Tijdens deze jacht rende ik lange tijd door het bos, maar het lukte me niet één keer om het pad van het zwijn te kruisen. Eindelijk hoorde ik het langdurige geblaf en gehuil van jachthonden en rende naar die plek. Ik was al dicht bij het wilde zwijn. Ik hoorde al vaker krakende geluiden. Het was een zwijn met woelende en draaiende honden. Maar aan het geblaf kon je horen dat ze hem niet meenamen, maar alleen maar om hem heen cirkelden. Plots hoorde ik iets ritselen van achteren en zag Bulka. Blijkbaar was hij de honden kwijtgeraakt in het bos en raakte hij in de war, en nu hoorde hij hun geblaf en rolde hij, net als ik, zo snel als hij kon die kant op. Hij rende over de open plek, door het hoge gras, en het enige dat ik van hem kon zien was zijn zwarte kop en zijn tong die tussen zijn witte tanden beet. Ik riep naar hem, maar hij keek niet achterom, haalde me in en verdween in het struikgewas. Ik rende hem achterna, maar hoe verder ik liep, hoe dichter het bos werd. Twijgen sloegen mijn hoed af, sloegen me in mijn gezicht, doornennaalden bleven aan mijn jurk hangen. Ik was al bijna aan het blaffen, maar ik kon niets zien.
Plots hoorde ik de honden luider blaffen, er knetterde iets luid en het zwijn begon te puffen en te piepen. Ik dacht dat Bulka hem nu te pakken had en met hem aan het rommelen was. Met al mijn kracht rende ik door het struikgewas naar die plek. In het diepste struikgewas zag ik een bonte jachthond. Ze blafte en huilde op één plek, en drie stappen bij haar vandaan begon iets te trillen en werd zwart.
Toen ik dichterbij kwam, onderzocht ik het zwijn en hoorde Bulka doordringend gillen. Het zwijn gromde en leunde naar de hond toe - de hond stopte zijn staart en sprong weg. Ik kon de zijkant van het zwijn en zijn kop zien. Ik richtte op de zijkant en vuurde. Ik zag dat ik het kreeg. Het zwijn gromde en ratelde steeds vaker van mij weg. De honden piepten en blaften achter hem aan, en ik rende vaker achter hen aan. Plotseling, bijna onder mijn voeten, zag en hoorde ik iets. Het was Bulka. Hij lag op zijn zij en schreeuwde. Er lag een plas bloed onder hem. Ik dacht: “De hond is vermist”; maar ik had nu geen tijd voor hem, ik ging door. Al snel zag ik een wild zwijn. De honden grepen hem van achteren vast en hij draaide zich naar de ene of de andere kant. Toen het zwijn mij zag, stak hij zijn hoofd naar mij toe. Ik schoot nog een keer, bijna puntloos, zodat de borstelharen van het zwijn in brand vlogen, en het zwijn piepte, wankelde en het hele karkas zwaar op de grond sloeg.
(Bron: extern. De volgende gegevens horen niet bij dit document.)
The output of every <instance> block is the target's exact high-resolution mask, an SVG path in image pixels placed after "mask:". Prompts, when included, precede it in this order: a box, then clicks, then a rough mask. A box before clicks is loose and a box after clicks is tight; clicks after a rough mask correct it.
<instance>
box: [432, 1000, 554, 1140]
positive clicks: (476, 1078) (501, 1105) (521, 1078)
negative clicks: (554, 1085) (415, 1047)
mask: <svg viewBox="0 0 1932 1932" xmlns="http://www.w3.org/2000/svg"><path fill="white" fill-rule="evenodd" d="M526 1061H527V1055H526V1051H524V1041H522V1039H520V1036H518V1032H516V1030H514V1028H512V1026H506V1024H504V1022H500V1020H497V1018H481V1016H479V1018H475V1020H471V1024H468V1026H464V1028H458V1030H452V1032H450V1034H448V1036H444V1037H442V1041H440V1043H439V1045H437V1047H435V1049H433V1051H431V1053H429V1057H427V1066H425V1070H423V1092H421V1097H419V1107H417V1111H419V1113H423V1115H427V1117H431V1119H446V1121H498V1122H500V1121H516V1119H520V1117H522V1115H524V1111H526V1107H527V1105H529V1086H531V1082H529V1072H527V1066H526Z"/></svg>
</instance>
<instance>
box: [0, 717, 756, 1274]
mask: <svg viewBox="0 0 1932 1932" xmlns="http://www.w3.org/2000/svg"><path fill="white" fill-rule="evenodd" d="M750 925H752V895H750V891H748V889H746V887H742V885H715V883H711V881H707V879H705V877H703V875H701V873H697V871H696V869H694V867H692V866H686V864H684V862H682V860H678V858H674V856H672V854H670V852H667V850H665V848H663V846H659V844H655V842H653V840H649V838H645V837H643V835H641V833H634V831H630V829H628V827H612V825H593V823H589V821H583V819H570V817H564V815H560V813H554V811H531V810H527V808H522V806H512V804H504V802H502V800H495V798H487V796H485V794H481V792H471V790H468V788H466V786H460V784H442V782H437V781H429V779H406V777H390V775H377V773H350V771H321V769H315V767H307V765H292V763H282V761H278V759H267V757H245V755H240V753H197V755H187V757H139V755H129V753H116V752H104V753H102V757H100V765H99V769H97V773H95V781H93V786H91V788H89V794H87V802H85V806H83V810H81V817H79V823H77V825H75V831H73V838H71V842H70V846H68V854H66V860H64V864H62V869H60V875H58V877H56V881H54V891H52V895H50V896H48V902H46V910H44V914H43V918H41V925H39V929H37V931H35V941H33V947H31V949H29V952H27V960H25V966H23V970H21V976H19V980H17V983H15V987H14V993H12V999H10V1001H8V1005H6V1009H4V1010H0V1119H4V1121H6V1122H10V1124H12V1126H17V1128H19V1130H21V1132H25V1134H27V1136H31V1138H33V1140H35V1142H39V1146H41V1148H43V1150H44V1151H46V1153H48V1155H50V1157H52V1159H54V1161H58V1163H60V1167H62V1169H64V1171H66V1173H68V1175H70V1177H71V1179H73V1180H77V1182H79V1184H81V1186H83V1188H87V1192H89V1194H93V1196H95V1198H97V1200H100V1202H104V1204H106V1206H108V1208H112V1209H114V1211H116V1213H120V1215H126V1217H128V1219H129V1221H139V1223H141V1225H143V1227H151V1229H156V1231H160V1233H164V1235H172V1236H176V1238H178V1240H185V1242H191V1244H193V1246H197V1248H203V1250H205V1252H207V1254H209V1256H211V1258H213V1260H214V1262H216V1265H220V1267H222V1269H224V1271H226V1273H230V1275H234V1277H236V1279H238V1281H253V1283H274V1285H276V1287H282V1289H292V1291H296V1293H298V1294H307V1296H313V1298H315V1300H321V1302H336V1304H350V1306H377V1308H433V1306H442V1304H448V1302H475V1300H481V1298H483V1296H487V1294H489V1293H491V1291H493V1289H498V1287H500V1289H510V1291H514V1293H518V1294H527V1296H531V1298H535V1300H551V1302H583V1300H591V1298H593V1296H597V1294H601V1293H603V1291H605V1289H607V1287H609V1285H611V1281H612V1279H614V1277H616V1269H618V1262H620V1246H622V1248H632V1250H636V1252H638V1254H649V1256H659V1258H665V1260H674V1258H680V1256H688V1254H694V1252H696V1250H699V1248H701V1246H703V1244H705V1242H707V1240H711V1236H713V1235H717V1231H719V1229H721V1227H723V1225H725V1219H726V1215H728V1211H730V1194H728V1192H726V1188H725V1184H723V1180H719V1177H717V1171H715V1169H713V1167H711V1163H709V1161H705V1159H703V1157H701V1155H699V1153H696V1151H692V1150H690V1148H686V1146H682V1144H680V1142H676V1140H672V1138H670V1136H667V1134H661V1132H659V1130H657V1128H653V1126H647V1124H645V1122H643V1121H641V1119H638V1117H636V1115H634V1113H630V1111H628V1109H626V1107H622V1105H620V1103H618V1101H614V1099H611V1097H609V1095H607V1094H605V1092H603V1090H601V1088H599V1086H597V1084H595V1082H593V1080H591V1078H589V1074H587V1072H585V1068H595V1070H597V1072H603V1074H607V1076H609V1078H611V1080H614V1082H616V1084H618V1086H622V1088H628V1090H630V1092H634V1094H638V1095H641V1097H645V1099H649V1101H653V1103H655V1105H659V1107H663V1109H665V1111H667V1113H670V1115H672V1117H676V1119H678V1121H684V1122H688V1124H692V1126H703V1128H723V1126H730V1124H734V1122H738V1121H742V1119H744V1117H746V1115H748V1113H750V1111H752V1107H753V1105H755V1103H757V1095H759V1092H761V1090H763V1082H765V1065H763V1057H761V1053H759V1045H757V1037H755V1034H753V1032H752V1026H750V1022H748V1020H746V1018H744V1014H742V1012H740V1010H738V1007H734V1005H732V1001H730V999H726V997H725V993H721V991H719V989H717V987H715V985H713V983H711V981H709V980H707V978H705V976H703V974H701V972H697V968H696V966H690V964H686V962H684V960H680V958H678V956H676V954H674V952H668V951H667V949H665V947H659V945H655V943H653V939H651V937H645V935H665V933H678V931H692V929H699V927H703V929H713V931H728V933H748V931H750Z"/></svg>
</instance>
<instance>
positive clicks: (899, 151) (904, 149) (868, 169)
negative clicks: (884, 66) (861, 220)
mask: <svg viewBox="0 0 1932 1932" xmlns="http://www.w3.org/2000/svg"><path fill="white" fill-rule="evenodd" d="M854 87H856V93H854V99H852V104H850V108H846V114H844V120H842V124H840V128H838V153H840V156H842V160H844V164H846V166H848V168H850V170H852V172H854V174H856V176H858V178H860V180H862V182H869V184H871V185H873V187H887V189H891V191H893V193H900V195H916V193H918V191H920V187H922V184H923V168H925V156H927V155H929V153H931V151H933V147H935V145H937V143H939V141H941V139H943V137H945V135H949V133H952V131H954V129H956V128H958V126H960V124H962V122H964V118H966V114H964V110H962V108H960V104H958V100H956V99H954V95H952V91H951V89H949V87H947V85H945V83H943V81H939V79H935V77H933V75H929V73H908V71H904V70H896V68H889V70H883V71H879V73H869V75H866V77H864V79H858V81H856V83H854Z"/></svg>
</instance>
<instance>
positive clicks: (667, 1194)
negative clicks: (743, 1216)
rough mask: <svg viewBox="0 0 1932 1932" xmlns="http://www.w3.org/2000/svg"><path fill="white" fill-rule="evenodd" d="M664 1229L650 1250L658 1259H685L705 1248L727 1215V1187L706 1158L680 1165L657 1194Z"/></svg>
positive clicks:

Toen ik dichterbij kwam, was het zwijn al dood en stond alleen maar te hijgen en te trillen. Maar de honden, die met hun haren op de grond stonden, scheurden aan zijn buik en benen, terwijl anderen het bloed uit de wond oplikten.
Toen herinnerde ik me Bulka en ging hem zoeken. Hij kroop naar mij toe en kreunde. Ik liep naar hem toe, ging zitten en keek naar zijn wond. Zijn maag was opengescheurd en een hele klomp darmen uit zijn maag sleepte de droge bladeren mee. Toen mijn kameraden mij benaderden, plaatsten we Bulka's darmen en naaiden zijn maag dicht. Terwijl ze mijn buik dichtnaaiden en de huid doorboorden, bleef hij mijn handen likken.
Ze bonden het zwijn aan de staart van het paard om het uit het bos te halen, en ze zetten Bulka op het paard en brachten hem naar huis.
Bulka was zes weken ziek en herstelde.